So I came across someone with whom I was discussing Golden Dawn ritual and we were talking about the clothes of roles involved when I realised my friend, who in every other way was very well informed, did not know what a mantle was. For him, like me when I was younger, a mantle was the little shelf above the fireplace.
A priestly robe was far from his mind! So a mantle is like an extra layer worn on the outside of a robe. It’s like a cape but differs slightly in meaning. In modern English we often just say cape, sometimes a mantle is like a full cape and occasionally it refers to something much smaller than the clothes it covers. Like somewhere between a loose fitting cloak and short jacket.

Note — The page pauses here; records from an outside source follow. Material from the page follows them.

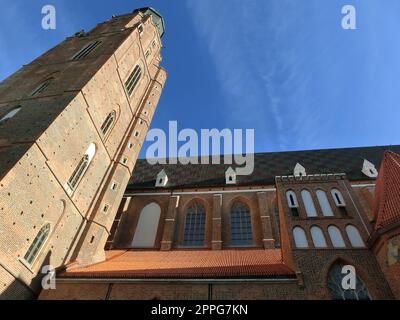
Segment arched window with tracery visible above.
[24,223,50,265]
[100,110,117,137]
[230,202,253,246]
[301,189,317,217]
[293,227,308,249]
[183,202,206,247]
[67,143,96,194]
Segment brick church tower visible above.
[0,8,166,298]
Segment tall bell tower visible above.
[0,8,167,299]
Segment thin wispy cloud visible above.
[187,0,332,150]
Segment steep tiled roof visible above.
[374,152,400,229]
[128,146,400,191]
[59,249,294,278]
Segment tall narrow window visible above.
[132,202,161,248]
[331,188,347,216]
[301,190,317,217]
[328,226,346,248]
[293,227,308,248]
[67,143,96,194]
[331,188,346,207]
[230,202,253,246]
[328,263,371,300]
[72,41,101,60]
[125,66,142,96]
[31,78,53,97]
[24,223,50,265]
[286,190,299,217]
[100,111,117,136]
[0,107,22,123]
[346,224,365,248]
[310,226,327,248]
[183,202,206,246]
[317,190,334,217]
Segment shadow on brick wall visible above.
[0,251,51,300]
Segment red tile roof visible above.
[373,151,400,230]
[59,249,294,278]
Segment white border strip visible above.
[124,188,276,198]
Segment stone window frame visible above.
[179,198,207,248]
[229,199,254,247]
[70,40,102,61]
[310,224,329,249]
[292,225,310,249]
[327,224,348,250]
[30,77,54,97]
[124,64,143,98]
[300,188,319,219]
[100,109,119,140]
[21,222,51,269]
[65,142,97,196]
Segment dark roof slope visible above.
[374,152,400,230]
[128,145,400,190]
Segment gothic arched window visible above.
[24,223,50,265]
[125,66,142,97]
[328,263,371,300]
[183,202,206,247]
[230,202,253,245]
[286,190,299,217]
[301,190,317,217]
[132,202,161,248]
[310,226,327,248]
[293,227,308,248]
[346,224,365,248]
[328,226,346,248]
[67,143,96,194]
[316,190,334,217]
[100,111,117,137]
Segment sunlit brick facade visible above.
[0,8,166,299]
[41,146,400,300]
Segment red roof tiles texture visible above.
[374,151,400,230]
[59,249,294,278]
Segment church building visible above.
[0,8,400,300]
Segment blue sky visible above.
[0,0,400,152]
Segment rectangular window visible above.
[125,66,142,97]
[183,212,205,247]
[72,41,101,60]
[31,78,52,97]
[68,155,89,191]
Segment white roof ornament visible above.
[156,169,168,187]
[361,159,378,178]
[225,167,236,184]
[293,163,307,177]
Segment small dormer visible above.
[361,159,378,178]
[293,163,307,177]
[225,167,236,184]
[156,169,168,187]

However, the term means much more than just the item of clothing. Biblically priests and men who had been anointed by God wore it as a symbol of their duty. For hundreds of years, it was a symbol of monastic vows and so had associations with poverty, but had been taken up by the rich particularly the monarchy.
In the time of the Golden Dawn, it would be recognised as a symbol of either ecclesiastical or monarchic authority. The people that wore it, were in a position high up in the church and in England at the time of the Golden Dawn, it was often worn by the kings and queens at official ceremonies who, since Henry VIII, were naturally the head of the church of England.
It is worth noting that expressions such as “the passing of one’s mantle”, “the inheriting of someone’s mantle” and “taking up one’s own mantle” all use the term to refer more to duty and authority than to clothing. A mantle is like a god-given authority, a duty whether given or assumed, an oath bounded destiny … a Will, if you will.
I hope this helps anyone reading Cicero’s Self Initiation into the Golden Dawn.